Yukon Arctic Ultra – January Newsletter 2008

Hello everyone,

it finally has arrived. The Whitehorse cold spell. Before each race there has been a period of really cold temperatures in Whitehorse. This time this period took a long time to arrive. As I write this it is – 43 degrees Celsius in the capital of the Yukon. The coldest we have had at the startline was around – 20 degrees C. Maybe we are in for a new record this time …

I will leave for Whitehorse on Feb. 4th. So, from Feb. 5th onwards I can be reached in the High Country Inn. With this last newsletter before the race I just want to give some updates and other important information.

The Trail

The following is part of a Yukon Quest press release which reached me yesterday.

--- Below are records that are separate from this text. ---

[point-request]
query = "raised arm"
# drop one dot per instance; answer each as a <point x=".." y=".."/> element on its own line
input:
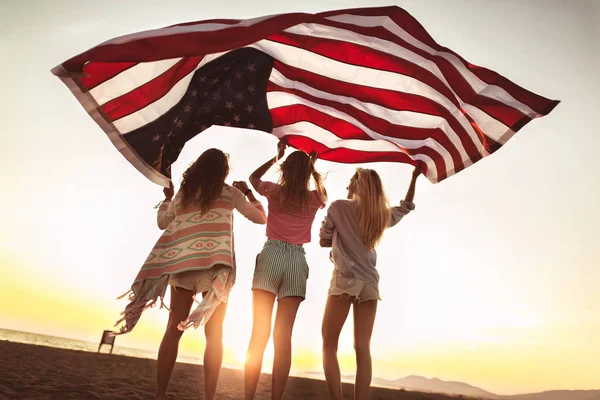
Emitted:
<point x="166" y="211"/>
<point x="406" y="205"/>
<point x="245" y="202"/>
<point x="326" y="231"/>
<point x="260" y="171"/>
<point x="318" y="180"/>
<point x="410" y="194"/>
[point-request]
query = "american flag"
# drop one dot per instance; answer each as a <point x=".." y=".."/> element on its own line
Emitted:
<point x="357" y="85"/>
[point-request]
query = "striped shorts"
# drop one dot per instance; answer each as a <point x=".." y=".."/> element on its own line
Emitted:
<point x="281" y="269"/>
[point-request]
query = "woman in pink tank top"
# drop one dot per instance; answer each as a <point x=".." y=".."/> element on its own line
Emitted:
<point x="281" y="270"/>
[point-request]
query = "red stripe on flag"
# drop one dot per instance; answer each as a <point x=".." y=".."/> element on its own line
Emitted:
<point x="350" y="131"/>
<point x="151" y="91"/>
<point x="494" y="108"/>
<point x="101" y="72"/>
<point x="289" y="115"/>
<point x="403" y="19"/>
<point x="386" y="98"/>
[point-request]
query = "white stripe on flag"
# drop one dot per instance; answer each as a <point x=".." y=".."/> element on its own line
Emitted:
<point x="493" y="91"/>
<point x="154" y="110"/>
<point x="130" y="79"/>
<point x="315" y="63"/>
<point x="323" y="136"/>
<point x="328" y="32"/>
<point x="283" y="99"/>
<point x="404" y="118"/>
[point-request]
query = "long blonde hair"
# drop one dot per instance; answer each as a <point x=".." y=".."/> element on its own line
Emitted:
<point x="372" y="206"/>
<point x="294" y="181"/>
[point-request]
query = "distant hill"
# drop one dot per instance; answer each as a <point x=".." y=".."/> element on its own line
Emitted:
<point x="558" y="395"/>
<point x="435" y="385"/>
<point x="414" y="382"/>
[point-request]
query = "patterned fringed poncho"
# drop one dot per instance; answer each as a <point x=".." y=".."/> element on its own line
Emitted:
<point x="192" y="241"/>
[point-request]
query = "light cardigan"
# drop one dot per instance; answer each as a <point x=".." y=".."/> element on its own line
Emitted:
<point x="192" y="241"/>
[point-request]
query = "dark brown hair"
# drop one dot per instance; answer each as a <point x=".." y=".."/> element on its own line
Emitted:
<point x="296" y="171"/>
<point x="203" y="181"/>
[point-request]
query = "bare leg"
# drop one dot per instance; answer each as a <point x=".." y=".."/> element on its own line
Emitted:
<point x="181" y="303"/>
<point x="287" y="308"/>
<point x="336" y="312"/>
<point x="262" y="310"/>
<point x="213" y="354"/>
<point x="364" y="319"/>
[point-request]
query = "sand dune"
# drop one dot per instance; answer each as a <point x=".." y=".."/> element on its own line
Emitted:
<point x="37" y="372"/>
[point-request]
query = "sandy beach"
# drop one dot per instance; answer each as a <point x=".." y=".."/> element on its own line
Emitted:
<point x="38" y="372"/>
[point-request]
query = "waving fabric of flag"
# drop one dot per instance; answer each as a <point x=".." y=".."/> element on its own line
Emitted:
<point x="356" y="86"/>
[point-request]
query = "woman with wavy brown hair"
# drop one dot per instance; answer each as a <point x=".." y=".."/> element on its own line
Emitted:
<point x="353" y="228"/>
<point x="194" y="255"/>
<point x="281" y="270"/>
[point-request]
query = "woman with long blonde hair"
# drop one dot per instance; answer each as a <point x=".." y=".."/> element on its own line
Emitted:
<point x="281" y="269"/>
<point x="353" y="228"/>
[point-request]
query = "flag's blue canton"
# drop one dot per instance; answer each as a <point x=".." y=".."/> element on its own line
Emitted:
<point x="230" y="91"/>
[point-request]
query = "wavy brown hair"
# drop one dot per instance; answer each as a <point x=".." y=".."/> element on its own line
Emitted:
<point x="294" y="181"/>
<point x="203" y="181"/>
<point x="372" y="206"/>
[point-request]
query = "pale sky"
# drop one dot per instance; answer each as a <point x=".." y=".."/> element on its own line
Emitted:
<point x="493" y="280"/>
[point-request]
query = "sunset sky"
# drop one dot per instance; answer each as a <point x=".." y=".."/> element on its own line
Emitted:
<point x="493" y="280"/>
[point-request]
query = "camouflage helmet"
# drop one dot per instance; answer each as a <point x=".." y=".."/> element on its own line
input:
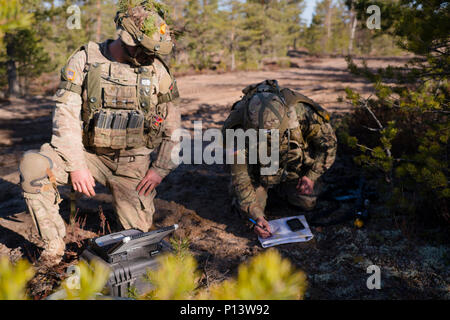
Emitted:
<point x="141" y="23"/>
<point x="266" y="107"/>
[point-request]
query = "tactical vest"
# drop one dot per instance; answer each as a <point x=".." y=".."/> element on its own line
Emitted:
<point x="293" y="144"/>
<point x="122" y="105"/>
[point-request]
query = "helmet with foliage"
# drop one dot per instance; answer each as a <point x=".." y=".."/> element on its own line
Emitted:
<point x="266" y="107"/>
<point x="142" y="23"/>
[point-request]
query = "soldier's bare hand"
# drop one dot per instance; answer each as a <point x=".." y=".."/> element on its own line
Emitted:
<point x="265" y="231"/>
<point x="150" y="182"/>
<point x="83" y="182"/>
<point x="305" y="186"/>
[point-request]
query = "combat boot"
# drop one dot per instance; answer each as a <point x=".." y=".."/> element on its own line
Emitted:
<point x="53" y="252"/>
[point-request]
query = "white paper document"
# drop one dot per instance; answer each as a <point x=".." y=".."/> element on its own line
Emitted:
<point x="281" y="233"/>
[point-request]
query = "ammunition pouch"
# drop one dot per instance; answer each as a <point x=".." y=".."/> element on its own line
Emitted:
<point x="121" y="107"/>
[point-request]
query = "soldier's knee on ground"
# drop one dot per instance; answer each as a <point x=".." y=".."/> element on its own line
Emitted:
<point x="34" y="169"/>
<point x="42" y="197"/>
<point x="53" y="252"/>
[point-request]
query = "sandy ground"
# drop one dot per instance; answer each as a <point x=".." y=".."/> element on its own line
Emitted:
<point x="196" y="197"/>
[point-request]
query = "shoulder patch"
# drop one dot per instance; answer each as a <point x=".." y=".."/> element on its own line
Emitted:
<point x="70" y="74"/>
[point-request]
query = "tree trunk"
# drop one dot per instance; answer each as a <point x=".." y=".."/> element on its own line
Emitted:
<point x="352" y="32"/>
<point x="233" y="57"/>
<point x="13" y="79"/>
<point x="99" y="21"/>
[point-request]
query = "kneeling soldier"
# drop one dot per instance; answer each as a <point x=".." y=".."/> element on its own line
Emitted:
<point x="114" y="107"/>
<point x="307" y="148"/>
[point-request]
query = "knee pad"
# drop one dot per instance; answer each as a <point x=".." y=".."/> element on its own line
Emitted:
<point x="33" y="168"/>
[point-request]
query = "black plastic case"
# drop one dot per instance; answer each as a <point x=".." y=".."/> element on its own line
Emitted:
<point x="128" y="260"/>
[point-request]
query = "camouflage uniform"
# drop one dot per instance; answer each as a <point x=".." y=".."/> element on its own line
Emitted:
<point x="121" y="167"/>
<point x="312" y="151"/>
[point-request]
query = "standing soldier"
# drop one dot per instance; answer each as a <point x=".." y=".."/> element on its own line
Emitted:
<point x="307" y="148"/>
<point x="114" y="107"/>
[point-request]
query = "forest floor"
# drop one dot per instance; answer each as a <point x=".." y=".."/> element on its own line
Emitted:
<point x="414" y="263"/>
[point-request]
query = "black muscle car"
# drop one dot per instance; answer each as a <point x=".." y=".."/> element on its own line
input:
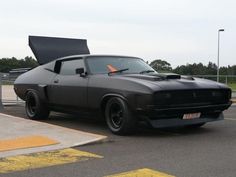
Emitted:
<point x="123" y="89"/>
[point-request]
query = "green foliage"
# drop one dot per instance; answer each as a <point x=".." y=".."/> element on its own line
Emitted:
<point x="7" y="64"/>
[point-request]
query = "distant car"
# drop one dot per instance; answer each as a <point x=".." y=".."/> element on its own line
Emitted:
<point x="123" y="89"/>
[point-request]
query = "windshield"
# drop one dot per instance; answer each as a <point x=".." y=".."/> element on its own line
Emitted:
<point x="109" y="64"/>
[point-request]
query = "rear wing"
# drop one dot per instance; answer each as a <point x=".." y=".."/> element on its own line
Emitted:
<point x="47" y="49"/>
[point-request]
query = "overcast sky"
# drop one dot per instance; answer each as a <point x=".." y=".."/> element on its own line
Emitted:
<point x="183" y="31"/>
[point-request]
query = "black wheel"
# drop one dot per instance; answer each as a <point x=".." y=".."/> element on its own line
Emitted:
<point x="34" y="107"/>
<point x="118" y="117"/>
<point x="196" y="125"/>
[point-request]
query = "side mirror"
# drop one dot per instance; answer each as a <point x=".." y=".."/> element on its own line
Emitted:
<point x="80" y="71"/>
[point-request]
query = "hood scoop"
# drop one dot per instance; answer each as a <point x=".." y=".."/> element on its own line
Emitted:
<point x="155" y="77"/>
<point x="47" y="49"/>
<point x="169" y="76"/>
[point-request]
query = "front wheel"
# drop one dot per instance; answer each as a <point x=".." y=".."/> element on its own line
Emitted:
<point x="119" y="117"/>
<point x="34" y="107"/>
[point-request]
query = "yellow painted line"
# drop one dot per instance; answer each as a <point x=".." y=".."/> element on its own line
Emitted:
<point x="230" y="119"/>
<point x="43" y="159"/>
<point x="145" y="172"/>
<point x="25" y="142"/>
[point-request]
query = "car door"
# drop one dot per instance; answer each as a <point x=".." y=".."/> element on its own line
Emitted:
<point x="68" y="89"/>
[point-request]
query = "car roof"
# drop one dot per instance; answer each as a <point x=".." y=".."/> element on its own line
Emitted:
<point x="95" y="55"/>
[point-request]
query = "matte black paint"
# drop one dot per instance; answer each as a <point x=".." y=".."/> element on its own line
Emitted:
<point x="90" y="93"/>
<point x="47" y="49"/>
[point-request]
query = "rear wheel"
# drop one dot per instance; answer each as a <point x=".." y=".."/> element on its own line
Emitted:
<point x="34" y="107"/>
<point x="119" y="117"/>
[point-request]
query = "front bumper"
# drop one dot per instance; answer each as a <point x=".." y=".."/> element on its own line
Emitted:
<point x="177" y="122"/>
<point x="173" y="117"/>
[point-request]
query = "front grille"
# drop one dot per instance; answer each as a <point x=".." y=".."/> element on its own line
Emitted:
<point x="186" y="98"/>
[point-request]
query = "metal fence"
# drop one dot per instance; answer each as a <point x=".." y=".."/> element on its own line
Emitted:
<point x="226" y="79"/>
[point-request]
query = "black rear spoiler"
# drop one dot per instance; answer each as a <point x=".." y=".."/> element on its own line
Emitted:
<point x="47" y="49"/>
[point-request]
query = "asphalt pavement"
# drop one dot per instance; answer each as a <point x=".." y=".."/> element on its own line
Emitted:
<point x="209" y="151"/>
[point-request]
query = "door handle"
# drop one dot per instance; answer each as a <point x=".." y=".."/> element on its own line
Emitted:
<point x="56" y="81"/>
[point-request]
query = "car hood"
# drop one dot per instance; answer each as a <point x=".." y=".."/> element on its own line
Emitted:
<point x="171" y="81"/>
<point x="47" y="49"/>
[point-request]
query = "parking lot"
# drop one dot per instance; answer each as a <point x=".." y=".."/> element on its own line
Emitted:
<point x="208" y="151"/>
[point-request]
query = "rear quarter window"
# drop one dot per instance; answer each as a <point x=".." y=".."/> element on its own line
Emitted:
<point x="69" y="67"/>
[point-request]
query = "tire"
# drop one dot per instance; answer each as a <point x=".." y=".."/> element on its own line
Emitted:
<point x="119" y="117"/>
<point x="34" y="107"/>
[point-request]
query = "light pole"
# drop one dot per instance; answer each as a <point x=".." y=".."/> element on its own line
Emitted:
<point x="218" y="55"/>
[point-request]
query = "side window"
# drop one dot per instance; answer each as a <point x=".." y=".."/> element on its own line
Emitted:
<point x="68" y="67"/>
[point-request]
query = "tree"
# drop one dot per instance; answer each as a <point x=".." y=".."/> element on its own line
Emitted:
<point x="161" y="65"/>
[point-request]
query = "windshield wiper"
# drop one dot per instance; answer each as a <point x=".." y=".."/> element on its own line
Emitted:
<point x="146" y="71"/>
<point x="118" y="71"/>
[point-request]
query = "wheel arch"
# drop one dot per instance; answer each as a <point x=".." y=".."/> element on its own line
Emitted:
<point x="106" y="97"/>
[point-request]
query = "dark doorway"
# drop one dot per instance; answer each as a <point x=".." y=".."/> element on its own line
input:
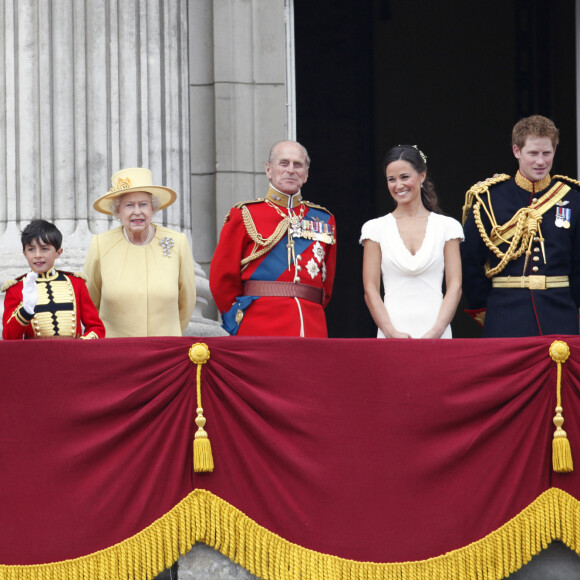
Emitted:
<point x="451" y="77"/>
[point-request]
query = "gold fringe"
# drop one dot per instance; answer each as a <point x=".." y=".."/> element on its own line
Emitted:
<point x="202" y="456"/>
<point x="204" y="517"/>
<point x="561" y="451"/>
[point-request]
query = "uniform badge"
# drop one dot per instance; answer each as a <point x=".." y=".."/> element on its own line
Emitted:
<point x="563" y="215"/>
<point x="317" y="230"/>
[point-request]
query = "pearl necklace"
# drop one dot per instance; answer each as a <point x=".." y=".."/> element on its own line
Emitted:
<point x="147" y="240"/>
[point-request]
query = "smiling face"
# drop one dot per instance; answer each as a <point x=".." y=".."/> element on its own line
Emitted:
<point x="404" y="182"/>
<point x="288" y="169"/>
<point x="136" y="212"/>
<point x="535" y="158"/>
<point x="40" y="256"/>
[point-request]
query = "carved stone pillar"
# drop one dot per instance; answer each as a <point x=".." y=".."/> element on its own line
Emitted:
<point x="90" y="87"/>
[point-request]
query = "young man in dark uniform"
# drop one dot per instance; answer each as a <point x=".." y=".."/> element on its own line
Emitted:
<point x="521" y="255"/>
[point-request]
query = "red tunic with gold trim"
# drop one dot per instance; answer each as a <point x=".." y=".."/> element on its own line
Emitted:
<point x="283" y="239"/>
<point x="63" y="305"/>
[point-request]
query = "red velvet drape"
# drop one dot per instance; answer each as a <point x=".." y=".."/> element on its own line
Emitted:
<point x="379" y="450"/>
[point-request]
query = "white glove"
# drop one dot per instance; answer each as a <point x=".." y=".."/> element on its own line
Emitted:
<point x="30" y="292"/>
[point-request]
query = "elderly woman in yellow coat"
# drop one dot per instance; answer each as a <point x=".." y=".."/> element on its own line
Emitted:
<point x="140" y="275"/>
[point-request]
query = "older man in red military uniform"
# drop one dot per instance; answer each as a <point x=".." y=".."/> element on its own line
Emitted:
<point x="273" y="269"/>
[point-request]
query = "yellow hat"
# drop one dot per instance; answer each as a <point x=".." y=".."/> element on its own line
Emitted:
<point x="130" y="180"/>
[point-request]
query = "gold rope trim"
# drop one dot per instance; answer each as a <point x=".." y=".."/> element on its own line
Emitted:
<point x="204" y="517"/>
<point x="561" y="451"/>
<point x="202" y="456"/>
<point x="268" y="243"/>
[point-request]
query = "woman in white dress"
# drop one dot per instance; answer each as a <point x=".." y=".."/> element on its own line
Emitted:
<point x="412" y="248"/>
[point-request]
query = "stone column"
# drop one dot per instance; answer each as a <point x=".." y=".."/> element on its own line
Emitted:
<point x="238" y="106"/>
<point x="90" y="87"/>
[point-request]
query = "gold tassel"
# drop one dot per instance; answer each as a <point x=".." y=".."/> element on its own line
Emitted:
<point x="202" y="455"/>
<point x="561" y="451"/>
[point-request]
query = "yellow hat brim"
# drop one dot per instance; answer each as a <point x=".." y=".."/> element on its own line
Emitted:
<point x="165" y="195"/>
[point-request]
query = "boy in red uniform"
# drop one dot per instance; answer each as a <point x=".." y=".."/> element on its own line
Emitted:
<point x="47" y="303"/>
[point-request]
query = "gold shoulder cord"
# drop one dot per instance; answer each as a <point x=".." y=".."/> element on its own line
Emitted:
<point x="575" y="181"/>
<point x="525" y="219"/>
<point x="259" y="242"/>
<point x="522" y="228"/>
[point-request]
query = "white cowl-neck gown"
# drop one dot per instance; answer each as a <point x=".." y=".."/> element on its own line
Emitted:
<point x="413" y="283"/>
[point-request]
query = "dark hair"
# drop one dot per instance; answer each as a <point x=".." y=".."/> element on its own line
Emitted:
<point x="41" y="231"/>
<point x="413" y="156"/>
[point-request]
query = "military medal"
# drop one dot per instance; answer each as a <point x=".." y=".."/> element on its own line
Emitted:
<point x="563" y="215"/>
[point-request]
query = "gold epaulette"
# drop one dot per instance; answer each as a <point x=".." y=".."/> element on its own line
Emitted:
<point x="479" y="188"/>
<point x="10" y="283"/>
<point x="241" y="204"/>
<point x="316" y="206"/>
<point x="568" y="179"/>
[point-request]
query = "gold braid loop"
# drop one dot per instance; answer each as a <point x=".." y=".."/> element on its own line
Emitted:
<point x="480" y="187"/>
<point x="527" y="226"/>
<point x="566" y="178"/>
<point x="268" y="243"/>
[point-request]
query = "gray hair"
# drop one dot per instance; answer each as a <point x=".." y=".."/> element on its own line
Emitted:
<point x="272" y="155"/>
<point x="116" y="203"/>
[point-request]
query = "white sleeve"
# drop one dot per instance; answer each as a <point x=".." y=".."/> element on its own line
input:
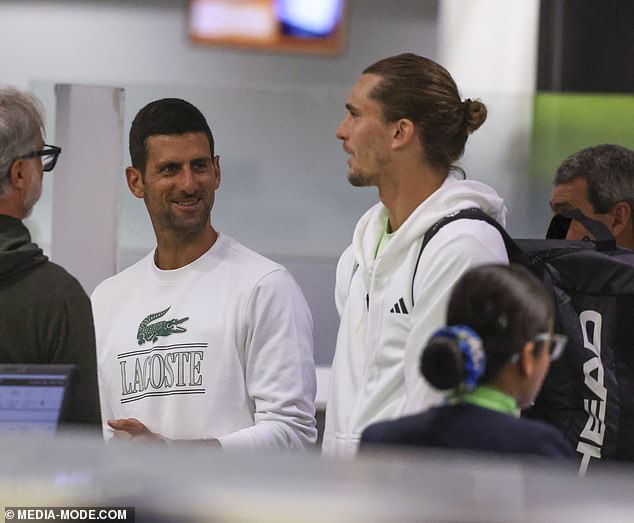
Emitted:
<point x="456" y="248"/>
<point x="346" y="267"/>
<point x="279" y="368"/>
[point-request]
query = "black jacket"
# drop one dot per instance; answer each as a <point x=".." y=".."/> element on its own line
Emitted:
<point x="45" y="316"/>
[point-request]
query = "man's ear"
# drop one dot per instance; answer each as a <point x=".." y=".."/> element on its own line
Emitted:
<point x="620" y="218"/>
<point x="217" y="170"/>
<point x="134" y="178"/>
<point x="526" y="362"/>
<point x="403" y="133"/>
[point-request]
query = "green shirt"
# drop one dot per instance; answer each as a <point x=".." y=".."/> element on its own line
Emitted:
<point x="488" y="398"/>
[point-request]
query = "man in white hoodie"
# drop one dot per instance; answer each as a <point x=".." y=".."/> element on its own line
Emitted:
<point x="405" y="128"/>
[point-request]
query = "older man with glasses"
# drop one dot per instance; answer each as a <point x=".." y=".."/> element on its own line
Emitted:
<point x="45" y="314"/>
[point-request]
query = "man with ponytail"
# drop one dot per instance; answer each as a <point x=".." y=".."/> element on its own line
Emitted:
<point x="406" y="127"/>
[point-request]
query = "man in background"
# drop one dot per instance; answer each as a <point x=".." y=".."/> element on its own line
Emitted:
<point x="203" y="340"/>
<point x="599" y="181"/>
<point x="45" y="315"/>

“ … Intensive trail breaking, packing and marking has been underway since last December on both the U.S. and Canadian sides of the border … Over 5,000 reflective markers identify the Yukon Quest race trail between Fairbanks and Whitehorse. Painted bright orange and black, with reflective tape, they can be seen by mushers against snow, in flat light and in the darkness by headlamp. On the Yukon side of the border, the Canadian Rangers break and maintain the race trail. They report the Canadian side of the trail to be completely marked and ready for the racers with a good to excellent snow base and minimal overflow from rivers and streams …”

In addition to that it states on the Yukon Quest website (yukonquest.com):

“The Pelly Farm (Stepping Stone) to McCabe Creek crew encountered a fair amount of new snow since the initial rough breaking in early January leaving extra brush to clear and drifted lakes. Rough ice on the Pelly River was reported last week, but the crew had put in extra time chopping this out and the additional snow cover should leave it smoother. Markers had to be replaced due to suspected wolf activity. Overall trail conditions were good, no overflow, open waters or glaciers reported. McCabe Creek to Braeburn is complete with no major problems. Low snow conditions are reported on the last 40 km at the south end of trail to the Takhini River …”

So, things are looking good. Thanks to the Rangers and the Yukon Quest for making it possible for us to be out there with them!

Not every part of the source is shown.